Alteration of the left ventricular diastolic pressure-segment length relation produced by the pericardium. Effects of cardiac distension and afterload reduction in conscious dogs.

Abstract
Left ventricular pressure and segment length were measured in seven conscious chronically instrumented dogs with the pericardium intact and 3-9 days after pericardiectomy. Diastolic pressure-length plots were obtained under control conditions and after acute volume loading followed by sodium nitroprusside infusion. In all dogs with intact pericardium, volume loading displaced the entire diastolic pressure-length curve upwards and sodium nitroprusside shifted it toward control.

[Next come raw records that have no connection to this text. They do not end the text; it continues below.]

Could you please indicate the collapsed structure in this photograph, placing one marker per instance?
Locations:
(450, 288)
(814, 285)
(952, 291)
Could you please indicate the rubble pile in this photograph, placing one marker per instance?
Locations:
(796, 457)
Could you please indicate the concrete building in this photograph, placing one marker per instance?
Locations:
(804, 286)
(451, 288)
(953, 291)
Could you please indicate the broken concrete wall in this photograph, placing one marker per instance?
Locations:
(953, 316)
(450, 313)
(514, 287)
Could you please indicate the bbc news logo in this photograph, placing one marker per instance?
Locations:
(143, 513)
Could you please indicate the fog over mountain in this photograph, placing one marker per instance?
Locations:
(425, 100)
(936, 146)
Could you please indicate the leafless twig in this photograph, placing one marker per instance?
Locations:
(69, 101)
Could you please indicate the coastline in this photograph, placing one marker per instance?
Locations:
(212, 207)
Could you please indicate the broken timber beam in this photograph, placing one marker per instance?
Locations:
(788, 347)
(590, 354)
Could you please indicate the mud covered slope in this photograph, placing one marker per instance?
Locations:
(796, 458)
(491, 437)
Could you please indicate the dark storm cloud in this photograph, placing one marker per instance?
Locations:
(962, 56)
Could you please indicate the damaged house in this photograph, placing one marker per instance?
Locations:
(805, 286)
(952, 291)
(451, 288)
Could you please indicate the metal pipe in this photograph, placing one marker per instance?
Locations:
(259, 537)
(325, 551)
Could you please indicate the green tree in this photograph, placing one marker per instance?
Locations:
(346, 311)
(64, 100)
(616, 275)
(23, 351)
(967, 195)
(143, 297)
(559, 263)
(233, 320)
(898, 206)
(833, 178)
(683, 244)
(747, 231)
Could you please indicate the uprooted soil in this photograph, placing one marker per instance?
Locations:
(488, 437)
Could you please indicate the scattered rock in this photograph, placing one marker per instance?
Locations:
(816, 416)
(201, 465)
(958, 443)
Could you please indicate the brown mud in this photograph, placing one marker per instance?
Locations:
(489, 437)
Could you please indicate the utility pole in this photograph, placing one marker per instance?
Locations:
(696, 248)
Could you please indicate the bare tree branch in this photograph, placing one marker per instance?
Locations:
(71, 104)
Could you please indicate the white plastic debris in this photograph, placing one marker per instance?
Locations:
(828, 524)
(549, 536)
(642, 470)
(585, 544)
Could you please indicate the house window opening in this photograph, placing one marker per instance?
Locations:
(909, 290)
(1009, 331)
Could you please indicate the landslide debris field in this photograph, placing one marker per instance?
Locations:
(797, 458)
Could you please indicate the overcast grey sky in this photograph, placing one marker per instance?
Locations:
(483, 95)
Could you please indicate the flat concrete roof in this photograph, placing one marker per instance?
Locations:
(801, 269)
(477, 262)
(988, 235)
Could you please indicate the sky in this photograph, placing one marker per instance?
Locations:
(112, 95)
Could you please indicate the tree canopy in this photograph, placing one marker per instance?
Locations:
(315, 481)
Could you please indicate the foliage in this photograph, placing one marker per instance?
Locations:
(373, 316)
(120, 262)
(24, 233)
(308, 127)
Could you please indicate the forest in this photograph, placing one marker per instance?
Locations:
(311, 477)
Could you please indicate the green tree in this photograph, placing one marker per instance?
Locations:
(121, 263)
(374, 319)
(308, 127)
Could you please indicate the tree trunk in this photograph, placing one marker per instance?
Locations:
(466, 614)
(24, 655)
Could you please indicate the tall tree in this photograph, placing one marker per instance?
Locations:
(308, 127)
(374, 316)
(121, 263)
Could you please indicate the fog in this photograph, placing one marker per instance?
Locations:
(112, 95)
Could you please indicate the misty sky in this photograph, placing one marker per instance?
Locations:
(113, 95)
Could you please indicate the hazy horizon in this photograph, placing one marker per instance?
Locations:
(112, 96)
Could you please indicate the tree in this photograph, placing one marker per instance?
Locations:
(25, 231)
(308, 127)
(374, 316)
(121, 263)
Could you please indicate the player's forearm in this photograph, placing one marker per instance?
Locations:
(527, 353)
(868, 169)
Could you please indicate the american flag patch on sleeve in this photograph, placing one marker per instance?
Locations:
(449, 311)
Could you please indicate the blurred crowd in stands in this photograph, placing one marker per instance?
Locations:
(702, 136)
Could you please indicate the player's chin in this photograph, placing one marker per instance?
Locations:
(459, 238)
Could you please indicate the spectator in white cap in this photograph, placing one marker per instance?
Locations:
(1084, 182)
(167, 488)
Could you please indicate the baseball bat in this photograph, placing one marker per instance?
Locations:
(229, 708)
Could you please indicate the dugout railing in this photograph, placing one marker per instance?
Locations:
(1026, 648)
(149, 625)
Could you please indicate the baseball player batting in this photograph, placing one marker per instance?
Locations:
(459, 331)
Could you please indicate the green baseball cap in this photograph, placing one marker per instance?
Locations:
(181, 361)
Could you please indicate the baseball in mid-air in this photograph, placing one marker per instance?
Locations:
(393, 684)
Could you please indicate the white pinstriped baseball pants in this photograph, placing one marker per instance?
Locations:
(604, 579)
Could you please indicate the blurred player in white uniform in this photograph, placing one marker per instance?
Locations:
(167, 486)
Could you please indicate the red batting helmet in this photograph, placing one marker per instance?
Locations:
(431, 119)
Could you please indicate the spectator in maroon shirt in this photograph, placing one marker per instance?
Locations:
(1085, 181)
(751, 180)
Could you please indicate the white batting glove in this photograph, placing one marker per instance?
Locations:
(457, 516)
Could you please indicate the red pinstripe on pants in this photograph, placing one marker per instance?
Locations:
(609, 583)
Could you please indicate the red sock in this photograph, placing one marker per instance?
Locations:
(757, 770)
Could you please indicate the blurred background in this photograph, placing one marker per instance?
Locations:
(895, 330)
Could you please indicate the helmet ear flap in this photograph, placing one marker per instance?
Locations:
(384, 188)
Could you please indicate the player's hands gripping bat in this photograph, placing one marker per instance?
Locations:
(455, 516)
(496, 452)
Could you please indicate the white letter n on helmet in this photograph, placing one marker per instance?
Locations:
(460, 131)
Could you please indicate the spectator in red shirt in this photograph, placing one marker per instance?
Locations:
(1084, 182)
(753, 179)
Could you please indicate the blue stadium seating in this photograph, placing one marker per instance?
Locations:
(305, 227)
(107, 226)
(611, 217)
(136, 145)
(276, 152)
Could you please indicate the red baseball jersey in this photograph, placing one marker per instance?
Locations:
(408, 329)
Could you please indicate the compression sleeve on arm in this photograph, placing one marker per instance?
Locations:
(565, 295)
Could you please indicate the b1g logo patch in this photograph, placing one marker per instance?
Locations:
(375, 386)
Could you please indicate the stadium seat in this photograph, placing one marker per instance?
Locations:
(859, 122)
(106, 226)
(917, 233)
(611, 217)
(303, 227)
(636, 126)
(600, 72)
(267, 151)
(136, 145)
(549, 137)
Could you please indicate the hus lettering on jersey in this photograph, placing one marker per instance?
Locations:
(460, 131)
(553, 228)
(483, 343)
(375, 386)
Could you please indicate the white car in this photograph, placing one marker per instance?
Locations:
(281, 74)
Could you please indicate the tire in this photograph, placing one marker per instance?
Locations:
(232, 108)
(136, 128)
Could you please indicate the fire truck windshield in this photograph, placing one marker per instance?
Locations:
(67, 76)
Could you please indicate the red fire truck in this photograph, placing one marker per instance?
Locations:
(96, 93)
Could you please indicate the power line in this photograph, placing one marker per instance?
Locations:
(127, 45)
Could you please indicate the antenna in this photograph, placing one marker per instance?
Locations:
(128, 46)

After pericardiectomy the pressure-segment length data during control, volume loading and sodium nitroprusside fell on a single curve (intercepts and slopes not statistically different); After dextran infusion, intrapericardial pressure rose from control 1.5 +/- 0.7 mm Hg to 8.2 +/- 0.5 mm Hg, and it fell to 4.8 +/- 0.1 mm Hg after nitroprusside. Therefore, in acute cardiac dilatation the pericardium contributed significantly to the increased left ventricular diastolic pressure and to the fall during sodium nitroprusside infusion and appeared responsible for shifts in the diastolic pressure-segment length relation.